After more than eight hours of talks held as the euro-crisis rattled markets, endangering the single currency area, ministers from the 17-nation eurozone agreed a range of measures to end weeks of widening differences that have fed financial uncertainty.
The ministers "reaffirmed their absolute commitement to safeguard financial stability in the euro area," in a statement that pledged measures "to improve the euro area's systemic capacity to resist contagion risk."
Among them was a move to strengthen the European Financial Stability Fund (EFSF) set up in the aftermath of last year's Greece crisis, which has a current lending capacity of 440 billion euros.
Useful for smaller economies, the fund would be hard put to fly to the rescue of Italy, Spain, the eurozone's third and fourth largest economies. The combined economies of crisis-hit Greece, Portugal and Ireland represent only half the size of Italy's.
Other measures include lengthening maturities of loans and lowering interest rates, thus giving countries in difficulty more time to pay back under lower interest, "including through a collateral arrangement where appropriate."
Better loan terms will be vital for Greece, facing a second rescue in September tipped to be almost as big as a 110-billion-euro ($150-billion) bailout in May 2010.
Turning to Greece, the ministers said in a statement that experts were working "steps to reduce the cost of debt-servicing" as well as ways "to improve the sustainability of Greek public debt", raising a possible buyback of loans by Athens to reduce its overall mountain of debt.
The pledge came as Greek Prime Minister George Papandreou warned fellow EU leaders to end division over the bloc's sovereign debt crisis with a clear message to sceptical markets.
"The Eurogroup must send a resonant message that there is a strong willingness to support Greece's ambitious programme of change," he said.
Eurogroup chairman Jean-Claude Juncker welcomed an agreeement by banks and other private sector to relieve the taxpayer's share of the burden by taking part in a Greek rescue.
The involvement of the private sector in a new bailout is at the root of rifts within Europe, with the likes of Germany, the Netherlands and Finland instsing on burden-sharing, whatever the cost.

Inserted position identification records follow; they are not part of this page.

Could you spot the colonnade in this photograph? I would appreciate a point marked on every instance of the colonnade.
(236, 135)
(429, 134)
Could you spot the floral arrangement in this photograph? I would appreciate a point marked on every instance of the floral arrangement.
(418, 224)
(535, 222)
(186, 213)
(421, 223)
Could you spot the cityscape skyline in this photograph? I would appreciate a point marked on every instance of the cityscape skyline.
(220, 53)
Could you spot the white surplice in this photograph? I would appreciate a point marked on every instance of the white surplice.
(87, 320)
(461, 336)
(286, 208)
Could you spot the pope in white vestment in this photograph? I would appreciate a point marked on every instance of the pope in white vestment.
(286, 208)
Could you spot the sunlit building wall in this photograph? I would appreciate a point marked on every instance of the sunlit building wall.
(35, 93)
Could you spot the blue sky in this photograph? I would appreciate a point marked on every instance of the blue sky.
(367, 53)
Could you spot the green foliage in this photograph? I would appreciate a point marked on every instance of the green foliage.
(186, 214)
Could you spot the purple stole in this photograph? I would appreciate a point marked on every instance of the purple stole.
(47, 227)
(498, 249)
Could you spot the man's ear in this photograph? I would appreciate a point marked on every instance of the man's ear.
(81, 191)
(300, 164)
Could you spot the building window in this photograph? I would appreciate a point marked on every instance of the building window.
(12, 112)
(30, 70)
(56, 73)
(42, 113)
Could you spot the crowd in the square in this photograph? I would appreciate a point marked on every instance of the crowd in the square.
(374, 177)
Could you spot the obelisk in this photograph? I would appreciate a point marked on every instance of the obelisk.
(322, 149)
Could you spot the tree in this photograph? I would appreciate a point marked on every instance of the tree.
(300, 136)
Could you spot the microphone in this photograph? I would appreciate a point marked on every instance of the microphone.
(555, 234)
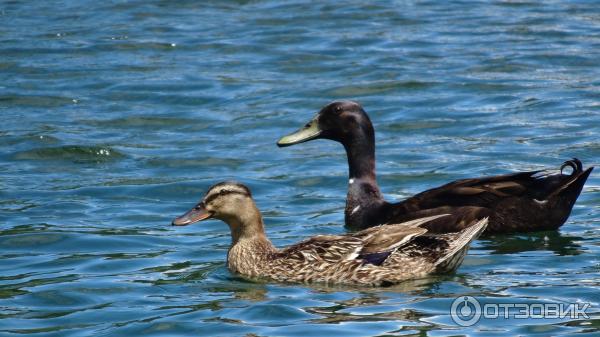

The European Central Bank on the other opposes forcing banks into a deal that could be interpreted as a default of Greece and reiterated at the talks "that a credit event or selective default should be avoided."
Whether the measures, many still to be implemented, will reassure nervous markets remains to be seen.
"We are looking at something which is more systemic" than Greece, said Spanish minister Elena Salgado. "It concerns the stability of the eurozone in general."
As the ministers huddled, the euro slumped to its lowest level in six weeks, stock markets closed with heavy falls, including an almost four per cent plunge in Milan, and borrowing costs rose to 12-year euro-era record highs in Spain and Italy.
After heavily indebted Italy -- with a 1.9 billion euro debt -- came under attack last week, German Chancellor Angela Merkel stepped in to urge the Italian parliament to pass an austerity budget to avoid it being dragged into a debt crisis.
"The single currency has been absolutely battered today as European leaders struggle to stem the loss of confidence that they will be able to come up with a solution to the current sovereign debt crisis," said analyst Michael Hewson at CMC Markets in London.
"The news that EU leaders could be considering some form of default scenario for Greece has sent bond yields in Spanish and Italian 10-year paper (bonds) through the roof," he added.